Faculty and students from the School of Electronic and Electrical Engineering attended the China Multimedia Conference and engaged in academic exchange of their research outcomes
发布时间: 2025-08-26 浏览次数: 10



From August 22 to 24, 2025, the highly anticipated China Multimedia Conference was grandly held in Weihai, Shandong. Professor Li Yuanyuan, Dean of the School, led the delegation, accompanied by Yu Lei, Secretary of the Party Branch of the Computer Science Department, and Shang Xiwu from the Department of Electronic Information. At the conference, the research findings of Wang Jiajia, a graduate student of the School, were presented and exchanged in the form of a paper poster, demonstrating the School's achievements in talent cultivation and scientific research exploration in the field of multimedia technology.

The China Multimedia Conference is one of the largest academic conferences in the multimedia field in China. It is organized by the China Computer Federation (CCF) and the Chinese Society of Image and Graphics (CSIG), and hosted by the CCF Technical Committee on Multimedia Technology and the CSIG Technical Committee on Multimedia. The conference brought together top experts, scholars, and technical professionals from universities, research institutions, and enterprises across the country.

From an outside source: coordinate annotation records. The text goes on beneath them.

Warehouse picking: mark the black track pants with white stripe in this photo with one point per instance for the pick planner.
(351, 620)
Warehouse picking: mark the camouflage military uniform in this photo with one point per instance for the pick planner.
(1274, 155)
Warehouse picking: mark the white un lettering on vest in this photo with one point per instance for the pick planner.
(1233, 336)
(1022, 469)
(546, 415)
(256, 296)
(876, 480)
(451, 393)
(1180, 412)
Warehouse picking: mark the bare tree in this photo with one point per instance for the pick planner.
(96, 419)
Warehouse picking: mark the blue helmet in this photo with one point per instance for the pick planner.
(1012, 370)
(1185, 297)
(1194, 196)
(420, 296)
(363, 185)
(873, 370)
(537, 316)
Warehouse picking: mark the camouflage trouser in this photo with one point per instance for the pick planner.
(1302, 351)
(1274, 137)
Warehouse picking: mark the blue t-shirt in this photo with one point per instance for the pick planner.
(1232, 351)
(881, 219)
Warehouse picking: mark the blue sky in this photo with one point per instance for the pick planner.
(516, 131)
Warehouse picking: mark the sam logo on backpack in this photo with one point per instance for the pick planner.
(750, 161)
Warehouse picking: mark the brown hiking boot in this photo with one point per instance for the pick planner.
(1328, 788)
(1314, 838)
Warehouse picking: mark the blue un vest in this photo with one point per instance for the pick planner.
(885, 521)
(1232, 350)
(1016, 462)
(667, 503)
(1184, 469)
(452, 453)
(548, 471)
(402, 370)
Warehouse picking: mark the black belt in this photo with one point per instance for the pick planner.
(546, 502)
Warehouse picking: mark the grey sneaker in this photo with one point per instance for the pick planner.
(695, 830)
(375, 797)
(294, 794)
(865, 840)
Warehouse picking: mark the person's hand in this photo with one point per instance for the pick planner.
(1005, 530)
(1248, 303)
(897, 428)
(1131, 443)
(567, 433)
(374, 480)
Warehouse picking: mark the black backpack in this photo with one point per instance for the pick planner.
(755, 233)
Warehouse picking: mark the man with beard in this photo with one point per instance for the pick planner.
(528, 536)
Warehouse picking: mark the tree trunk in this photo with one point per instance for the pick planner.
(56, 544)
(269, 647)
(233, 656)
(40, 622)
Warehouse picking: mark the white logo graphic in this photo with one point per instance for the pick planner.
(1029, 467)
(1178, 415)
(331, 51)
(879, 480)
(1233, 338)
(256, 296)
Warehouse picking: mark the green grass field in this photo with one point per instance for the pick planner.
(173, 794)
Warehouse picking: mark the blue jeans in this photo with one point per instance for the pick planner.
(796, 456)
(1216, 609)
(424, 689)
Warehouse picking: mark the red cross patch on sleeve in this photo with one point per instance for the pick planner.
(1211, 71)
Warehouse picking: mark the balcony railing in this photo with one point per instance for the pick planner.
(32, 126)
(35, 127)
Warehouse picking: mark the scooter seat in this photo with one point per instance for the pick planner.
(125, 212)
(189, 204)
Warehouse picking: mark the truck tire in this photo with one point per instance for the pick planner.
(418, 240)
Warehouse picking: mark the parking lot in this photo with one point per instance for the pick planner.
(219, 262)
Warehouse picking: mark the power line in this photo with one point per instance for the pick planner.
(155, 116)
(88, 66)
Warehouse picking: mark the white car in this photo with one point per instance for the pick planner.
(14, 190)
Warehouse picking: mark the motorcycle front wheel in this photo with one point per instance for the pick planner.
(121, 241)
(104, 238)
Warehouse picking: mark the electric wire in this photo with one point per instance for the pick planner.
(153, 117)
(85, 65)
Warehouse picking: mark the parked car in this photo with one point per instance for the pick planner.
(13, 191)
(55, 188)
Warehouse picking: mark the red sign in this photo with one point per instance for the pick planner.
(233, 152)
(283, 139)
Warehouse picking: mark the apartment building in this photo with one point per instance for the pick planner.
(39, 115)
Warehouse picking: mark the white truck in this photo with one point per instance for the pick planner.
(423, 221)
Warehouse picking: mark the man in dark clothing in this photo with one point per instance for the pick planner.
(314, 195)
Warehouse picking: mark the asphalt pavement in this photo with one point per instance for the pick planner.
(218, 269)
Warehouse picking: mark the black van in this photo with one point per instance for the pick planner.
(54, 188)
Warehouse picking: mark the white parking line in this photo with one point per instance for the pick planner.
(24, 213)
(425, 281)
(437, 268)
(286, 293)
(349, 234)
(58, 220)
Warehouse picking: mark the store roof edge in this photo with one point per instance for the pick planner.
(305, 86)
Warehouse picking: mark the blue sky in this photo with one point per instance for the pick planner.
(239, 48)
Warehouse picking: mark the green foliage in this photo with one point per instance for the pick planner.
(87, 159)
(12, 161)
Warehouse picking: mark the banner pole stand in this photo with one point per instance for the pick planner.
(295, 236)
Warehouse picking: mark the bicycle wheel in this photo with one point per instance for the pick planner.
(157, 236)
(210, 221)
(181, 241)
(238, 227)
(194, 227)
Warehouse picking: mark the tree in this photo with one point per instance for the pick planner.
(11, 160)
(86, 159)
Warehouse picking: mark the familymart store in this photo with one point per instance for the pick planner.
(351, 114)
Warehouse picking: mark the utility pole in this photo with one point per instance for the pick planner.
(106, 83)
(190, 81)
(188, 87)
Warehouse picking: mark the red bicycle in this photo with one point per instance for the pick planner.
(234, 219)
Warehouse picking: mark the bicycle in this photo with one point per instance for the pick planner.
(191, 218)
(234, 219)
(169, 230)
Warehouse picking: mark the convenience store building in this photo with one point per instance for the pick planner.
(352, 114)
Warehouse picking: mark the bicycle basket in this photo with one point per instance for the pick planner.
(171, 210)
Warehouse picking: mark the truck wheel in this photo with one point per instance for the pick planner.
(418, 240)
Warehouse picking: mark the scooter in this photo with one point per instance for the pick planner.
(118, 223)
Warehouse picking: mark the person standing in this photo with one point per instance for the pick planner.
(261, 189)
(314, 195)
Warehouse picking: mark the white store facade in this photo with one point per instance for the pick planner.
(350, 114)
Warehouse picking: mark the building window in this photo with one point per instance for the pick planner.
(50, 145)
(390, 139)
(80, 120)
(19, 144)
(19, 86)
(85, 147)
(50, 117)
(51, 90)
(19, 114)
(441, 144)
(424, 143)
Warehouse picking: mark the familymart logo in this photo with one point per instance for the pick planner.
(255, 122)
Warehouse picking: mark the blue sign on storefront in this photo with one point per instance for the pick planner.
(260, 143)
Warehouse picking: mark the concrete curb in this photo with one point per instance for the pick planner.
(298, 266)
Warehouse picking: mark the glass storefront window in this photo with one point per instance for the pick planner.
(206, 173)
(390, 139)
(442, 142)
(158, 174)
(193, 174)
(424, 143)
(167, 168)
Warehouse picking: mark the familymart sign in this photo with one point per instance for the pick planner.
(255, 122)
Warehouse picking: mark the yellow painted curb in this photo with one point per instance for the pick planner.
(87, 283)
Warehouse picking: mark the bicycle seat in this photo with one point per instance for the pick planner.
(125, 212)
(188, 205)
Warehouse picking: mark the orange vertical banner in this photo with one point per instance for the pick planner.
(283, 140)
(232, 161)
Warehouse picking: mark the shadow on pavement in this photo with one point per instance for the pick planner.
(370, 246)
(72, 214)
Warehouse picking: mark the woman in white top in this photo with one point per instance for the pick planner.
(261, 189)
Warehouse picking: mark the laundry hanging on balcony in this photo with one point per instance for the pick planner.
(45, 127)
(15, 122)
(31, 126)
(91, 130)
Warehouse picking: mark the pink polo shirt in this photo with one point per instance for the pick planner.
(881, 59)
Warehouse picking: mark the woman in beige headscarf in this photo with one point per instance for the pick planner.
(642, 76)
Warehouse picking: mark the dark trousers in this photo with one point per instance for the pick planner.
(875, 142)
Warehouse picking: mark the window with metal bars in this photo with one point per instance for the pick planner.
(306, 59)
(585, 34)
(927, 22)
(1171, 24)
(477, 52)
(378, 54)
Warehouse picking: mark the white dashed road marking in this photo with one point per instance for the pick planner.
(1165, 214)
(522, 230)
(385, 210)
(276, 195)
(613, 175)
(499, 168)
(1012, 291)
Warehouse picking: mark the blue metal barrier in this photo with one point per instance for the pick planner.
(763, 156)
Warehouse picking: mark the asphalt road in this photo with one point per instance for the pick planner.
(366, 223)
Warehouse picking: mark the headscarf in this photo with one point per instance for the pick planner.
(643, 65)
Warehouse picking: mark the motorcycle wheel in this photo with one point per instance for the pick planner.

This participation served as a routine initiative by the School of Electronic and Electrical Engineering to promote academic exchange and advance disciplinary development. The presented paper, titled "MSTF-Net: A Multi-Scale Transformer and Frequency-Spatial Fusion Network for Compressed Video Frame Quality Enhancement," focuses on the field of video enhancement research. It addresses the issue of video quality degradation caused by high compression under standards like H.266/VVC, as well as the limitations of existing deep learning methods, which often overemphasize spatial features while neglecting global temporal structural information, making it difficult to restore complex texture details. The research team proposed a Multi-scale Transformer and Frequency-Spatial Fusion Network (MSTF-Net). This framework utilizes a CNN-Transformer backbone to extract features from degraded frames, followed by a Frequency-Spatial Feature Fusion Module (FSFFM) that leverages global frequency-domain information to guide the enhancement of local spatial features. Combined with a perceptual alignment loss function to optimize the network, it forms a collaborative optimization mechanism.

The framework employs a dual-weighting mechanism that utilizes frequency-domain features derived from Fourier transform to guide the compensation of spatial features. The loss function incorporates a YUV-weighted distortion term and a spatially adaptive loss guided by a just-noticeable-difference (JND) model, ensuring excellent performance in both quantitative metrics and visual perception. As an intra-frame quality enhancement framework, MSTF-Net effectively reduces compression artifacts by integrating global frequency-domain and local spatial features. Future work aims to extend the frequency-spatial fusion mechanism to inter-frame enhancement to improve temporal consistency in videos and address a broader range of video compression challenges.

The School's participation in this multimedia conference to present and exchange these research results not only affirms our institution's scientific research capabilities but also demonstrates our active integration into the domestic academic community and commitment to promoting disciplinary development. Taking this opportunity, the School will further cultivate a conducive research environment, encourage faculty to engage in scientific innovation, and provide solid support for cultivating high-quality talent and serving societal development.